For a data analysis, it is important to skip events with objects of quality that is too poor to trust.
A good example of objects that have a quality assessment is hadronic jets
(we will learn more about jets later in the tutorial). Jets can be reconstructed
from a primary vertex from which the beam of ionizing radiation originated.
Like electrons and muons, the trustworthiness of identifying a jet is noted
by its “working point”, which spans from loose
to medium
to tight
, each
indicating progressively stricter requirements.
The default event cleaning that the CP Algorithms handles is the removal of
events that contain jets with no primary vertex and/or are of loose quality.

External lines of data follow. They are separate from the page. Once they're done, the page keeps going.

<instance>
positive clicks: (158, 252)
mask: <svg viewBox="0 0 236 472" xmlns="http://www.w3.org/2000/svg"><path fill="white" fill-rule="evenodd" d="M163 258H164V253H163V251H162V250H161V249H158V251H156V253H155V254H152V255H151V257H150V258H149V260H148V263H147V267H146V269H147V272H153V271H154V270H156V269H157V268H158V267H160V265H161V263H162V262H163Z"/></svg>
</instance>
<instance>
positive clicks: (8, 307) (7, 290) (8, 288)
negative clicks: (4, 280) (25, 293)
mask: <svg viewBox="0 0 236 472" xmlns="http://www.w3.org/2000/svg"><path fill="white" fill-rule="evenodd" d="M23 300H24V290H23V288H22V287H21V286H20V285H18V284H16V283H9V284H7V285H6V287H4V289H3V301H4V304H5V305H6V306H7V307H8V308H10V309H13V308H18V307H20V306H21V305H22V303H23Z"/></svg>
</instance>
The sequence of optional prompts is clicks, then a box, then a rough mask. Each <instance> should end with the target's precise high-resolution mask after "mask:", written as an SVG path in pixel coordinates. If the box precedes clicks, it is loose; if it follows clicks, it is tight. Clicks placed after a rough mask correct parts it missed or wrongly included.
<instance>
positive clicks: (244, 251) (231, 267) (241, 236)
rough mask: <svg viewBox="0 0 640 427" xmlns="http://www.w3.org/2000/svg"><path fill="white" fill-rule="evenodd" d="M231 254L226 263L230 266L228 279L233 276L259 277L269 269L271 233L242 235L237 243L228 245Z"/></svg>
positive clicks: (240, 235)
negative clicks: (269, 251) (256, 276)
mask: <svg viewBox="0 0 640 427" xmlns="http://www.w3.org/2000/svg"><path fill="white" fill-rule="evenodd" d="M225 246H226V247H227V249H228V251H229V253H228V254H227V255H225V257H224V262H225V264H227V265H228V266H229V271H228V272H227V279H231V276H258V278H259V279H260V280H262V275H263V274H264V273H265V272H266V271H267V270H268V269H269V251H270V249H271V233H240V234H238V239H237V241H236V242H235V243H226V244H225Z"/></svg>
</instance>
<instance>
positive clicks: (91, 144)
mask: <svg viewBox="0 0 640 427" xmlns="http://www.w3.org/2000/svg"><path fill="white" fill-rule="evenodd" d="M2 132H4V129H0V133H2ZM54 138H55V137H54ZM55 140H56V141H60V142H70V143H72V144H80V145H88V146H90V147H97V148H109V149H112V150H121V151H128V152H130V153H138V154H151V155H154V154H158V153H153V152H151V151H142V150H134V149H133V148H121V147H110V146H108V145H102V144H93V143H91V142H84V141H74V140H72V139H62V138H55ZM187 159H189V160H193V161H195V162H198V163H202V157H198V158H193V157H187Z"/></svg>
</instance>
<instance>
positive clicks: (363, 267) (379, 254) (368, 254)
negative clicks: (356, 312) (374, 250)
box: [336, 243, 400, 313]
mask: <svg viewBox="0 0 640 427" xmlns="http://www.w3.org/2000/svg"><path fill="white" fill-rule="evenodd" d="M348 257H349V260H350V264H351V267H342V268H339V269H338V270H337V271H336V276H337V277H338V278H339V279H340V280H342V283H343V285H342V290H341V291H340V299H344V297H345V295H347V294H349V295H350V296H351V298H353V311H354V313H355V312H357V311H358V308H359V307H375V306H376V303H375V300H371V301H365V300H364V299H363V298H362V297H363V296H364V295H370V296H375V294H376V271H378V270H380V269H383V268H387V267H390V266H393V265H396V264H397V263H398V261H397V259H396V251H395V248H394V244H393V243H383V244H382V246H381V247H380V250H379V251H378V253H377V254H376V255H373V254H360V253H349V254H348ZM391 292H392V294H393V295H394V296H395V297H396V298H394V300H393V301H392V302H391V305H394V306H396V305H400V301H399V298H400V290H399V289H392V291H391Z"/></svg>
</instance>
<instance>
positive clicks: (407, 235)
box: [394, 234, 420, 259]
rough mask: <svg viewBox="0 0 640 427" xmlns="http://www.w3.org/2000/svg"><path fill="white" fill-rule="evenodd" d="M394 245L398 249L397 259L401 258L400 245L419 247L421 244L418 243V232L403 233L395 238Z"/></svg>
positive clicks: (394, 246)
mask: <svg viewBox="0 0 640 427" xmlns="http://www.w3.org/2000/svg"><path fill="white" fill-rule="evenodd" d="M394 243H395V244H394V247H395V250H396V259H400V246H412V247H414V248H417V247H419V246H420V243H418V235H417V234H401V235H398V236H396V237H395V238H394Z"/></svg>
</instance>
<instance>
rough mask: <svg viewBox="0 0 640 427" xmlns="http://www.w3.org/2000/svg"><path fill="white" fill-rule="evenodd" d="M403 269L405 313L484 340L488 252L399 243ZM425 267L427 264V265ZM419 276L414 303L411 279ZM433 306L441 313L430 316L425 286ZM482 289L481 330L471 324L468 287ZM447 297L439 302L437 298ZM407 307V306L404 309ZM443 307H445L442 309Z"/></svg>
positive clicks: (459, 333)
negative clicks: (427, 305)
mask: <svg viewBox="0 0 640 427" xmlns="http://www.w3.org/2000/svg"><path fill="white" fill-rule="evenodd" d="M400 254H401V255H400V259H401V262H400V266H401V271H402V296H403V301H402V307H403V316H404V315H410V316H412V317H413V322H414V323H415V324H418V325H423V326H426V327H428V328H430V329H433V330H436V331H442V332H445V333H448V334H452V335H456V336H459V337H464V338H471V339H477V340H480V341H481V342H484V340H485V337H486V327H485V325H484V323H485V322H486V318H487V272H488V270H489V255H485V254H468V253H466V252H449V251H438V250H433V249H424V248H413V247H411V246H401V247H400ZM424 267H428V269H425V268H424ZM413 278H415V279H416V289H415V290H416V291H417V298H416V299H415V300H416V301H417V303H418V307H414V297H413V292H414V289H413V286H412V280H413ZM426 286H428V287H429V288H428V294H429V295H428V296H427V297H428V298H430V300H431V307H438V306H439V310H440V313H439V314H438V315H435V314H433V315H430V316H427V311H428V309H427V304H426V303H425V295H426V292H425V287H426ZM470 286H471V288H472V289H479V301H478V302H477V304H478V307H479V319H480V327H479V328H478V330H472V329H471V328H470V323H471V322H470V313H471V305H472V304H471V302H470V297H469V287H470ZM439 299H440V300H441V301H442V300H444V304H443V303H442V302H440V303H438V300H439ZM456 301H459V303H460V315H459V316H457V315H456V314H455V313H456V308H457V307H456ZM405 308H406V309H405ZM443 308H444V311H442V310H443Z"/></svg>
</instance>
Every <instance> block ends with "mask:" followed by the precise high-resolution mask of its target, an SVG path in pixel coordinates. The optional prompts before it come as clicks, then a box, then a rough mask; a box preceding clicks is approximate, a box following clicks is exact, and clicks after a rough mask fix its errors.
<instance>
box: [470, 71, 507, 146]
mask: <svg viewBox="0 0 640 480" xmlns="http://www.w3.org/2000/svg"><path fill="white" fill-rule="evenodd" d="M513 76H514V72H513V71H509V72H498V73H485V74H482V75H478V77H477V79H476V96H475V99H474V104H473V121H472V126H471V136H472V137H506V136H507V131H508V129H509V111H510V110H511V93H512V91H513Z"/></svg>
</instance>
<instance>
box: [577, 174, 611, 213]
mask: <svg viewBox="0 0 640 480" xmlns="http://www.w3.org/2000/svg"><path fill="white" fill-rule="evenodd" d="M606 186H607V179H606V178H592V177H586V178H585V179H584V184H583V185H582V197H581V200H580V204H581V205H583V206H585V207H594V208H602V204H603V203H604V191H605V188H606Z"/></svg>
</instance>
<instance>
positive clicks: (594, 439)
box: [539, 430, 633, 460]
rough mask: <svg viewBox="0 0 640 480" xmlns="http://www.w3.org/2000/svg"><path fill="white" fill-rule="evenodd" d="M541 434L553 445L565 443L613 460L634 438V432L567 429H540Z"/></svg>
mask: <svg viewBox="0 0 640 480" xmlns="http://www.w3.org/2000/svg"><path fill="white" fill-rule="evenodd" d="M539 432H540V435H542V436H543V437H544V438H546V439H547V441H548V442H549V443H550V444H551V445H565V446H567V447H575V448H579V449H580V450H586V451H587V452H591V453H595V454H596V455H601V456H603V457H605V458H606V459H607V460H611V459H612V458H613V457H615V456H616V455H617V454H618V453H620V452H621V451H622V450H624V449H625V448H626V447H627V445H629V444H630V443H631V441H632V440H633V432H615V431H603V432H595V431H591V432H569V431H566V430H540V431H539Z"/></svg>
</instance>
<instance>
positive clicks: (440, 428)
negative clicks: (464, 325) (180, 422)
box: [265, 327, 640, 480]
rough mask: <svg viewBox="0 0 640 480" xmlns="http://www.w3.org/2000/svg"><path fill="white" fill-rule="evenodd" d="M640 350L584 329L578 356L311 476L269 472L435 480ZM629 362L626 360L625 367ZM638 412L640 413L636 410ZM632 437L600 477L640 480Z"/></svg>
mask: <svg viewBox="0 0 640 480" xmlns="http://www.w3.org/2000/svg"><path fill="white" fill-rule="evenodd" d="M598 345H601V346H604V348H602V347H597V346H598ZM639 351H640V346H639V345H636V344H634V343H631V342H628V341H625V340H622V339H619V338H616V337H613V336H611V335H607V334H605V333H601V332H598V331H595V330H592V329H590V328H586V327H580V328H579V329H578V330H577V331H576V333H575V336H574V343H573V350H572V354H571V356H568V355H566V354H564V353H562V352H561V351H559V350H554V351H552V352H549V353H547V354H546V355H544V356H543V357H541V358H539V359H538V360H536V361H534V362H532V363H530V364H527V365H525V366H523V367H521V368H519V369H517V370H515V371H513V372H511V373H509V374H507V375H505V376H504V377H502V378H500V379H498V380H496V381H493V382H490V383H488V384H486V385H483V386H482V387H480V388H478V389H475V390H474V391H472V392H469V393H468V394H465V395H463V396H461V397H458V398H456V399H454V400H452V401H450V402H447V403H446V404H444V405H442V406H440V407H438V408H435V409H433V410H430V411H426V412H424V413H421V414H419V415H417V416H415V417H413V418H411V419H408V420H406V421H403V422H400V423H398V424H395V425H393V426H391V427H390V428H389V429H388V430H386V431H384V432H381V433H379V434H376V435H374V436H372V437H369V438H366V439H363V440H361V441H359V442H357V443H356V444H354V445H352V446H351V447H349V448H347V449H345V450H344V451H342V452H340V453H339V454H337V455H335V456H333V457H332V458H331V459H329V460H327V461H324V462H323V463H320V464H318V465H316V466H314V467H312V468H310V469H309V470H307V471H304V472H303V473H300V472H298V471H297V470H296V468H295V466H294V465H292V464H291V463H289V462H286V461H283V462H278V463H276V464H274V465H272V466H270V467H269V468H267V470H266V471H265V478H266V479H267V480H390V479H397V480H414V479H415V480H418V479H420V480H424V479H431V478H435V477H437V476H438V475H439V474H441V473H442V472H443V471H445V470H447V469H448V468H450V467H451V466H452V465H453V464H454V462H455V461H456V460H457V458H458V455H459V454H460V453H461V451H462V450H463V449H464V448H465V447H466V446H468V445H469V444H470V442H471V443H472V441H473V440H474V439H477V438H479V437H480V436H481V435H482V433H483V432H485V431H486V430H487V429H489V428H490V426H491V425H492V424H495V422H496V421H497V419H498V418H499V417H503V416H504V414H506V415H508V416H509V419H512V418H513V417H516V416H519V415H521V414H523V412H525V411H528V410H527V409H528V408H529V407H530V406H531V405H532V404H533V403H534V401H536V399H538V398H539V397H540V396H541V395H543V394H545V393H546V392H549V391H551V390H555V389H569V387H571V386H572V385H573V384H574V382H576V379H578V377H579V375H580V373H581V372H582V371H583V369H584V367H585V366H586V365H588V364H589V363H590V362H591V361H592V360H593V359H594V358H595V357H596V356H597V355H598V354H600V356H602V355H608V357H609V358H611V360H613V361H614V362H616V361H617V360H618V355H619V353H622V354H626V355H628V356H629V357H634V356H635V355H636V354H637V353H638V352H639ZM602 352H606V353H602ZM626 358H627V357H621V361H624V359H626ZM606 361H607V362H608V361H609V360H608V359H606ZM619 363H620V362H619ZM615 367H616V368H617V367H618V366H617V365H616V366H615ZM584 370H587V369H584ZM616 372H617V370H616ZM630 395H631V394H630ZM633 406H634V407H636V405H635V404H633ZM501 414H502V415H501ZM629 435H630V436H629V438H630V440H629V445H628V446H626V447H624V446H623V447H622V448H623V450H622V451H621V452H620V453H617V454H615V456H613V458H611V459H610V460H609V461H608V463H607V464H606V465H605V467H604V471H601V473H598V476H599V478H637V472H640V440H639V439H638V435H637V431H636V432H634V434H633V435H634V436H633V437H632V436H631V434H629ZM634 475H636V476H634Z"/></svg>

To include this event cleaning in our job, add the following lines to the
config.yaml
file:
# Apply common event quality requirements
EventCleaning:
# prune events containing jets with no primary vertx,
# prune events containing loose-likelihood jets,
# etc.
runEventCleaning: True
Try running again and look for changes in your output. In particular, check
how many events are accepted by the VertexSelection
and JetCleaning
filters.
Once you are satisfied that your code is working correctly, save your progress by committing and pushing your code changes.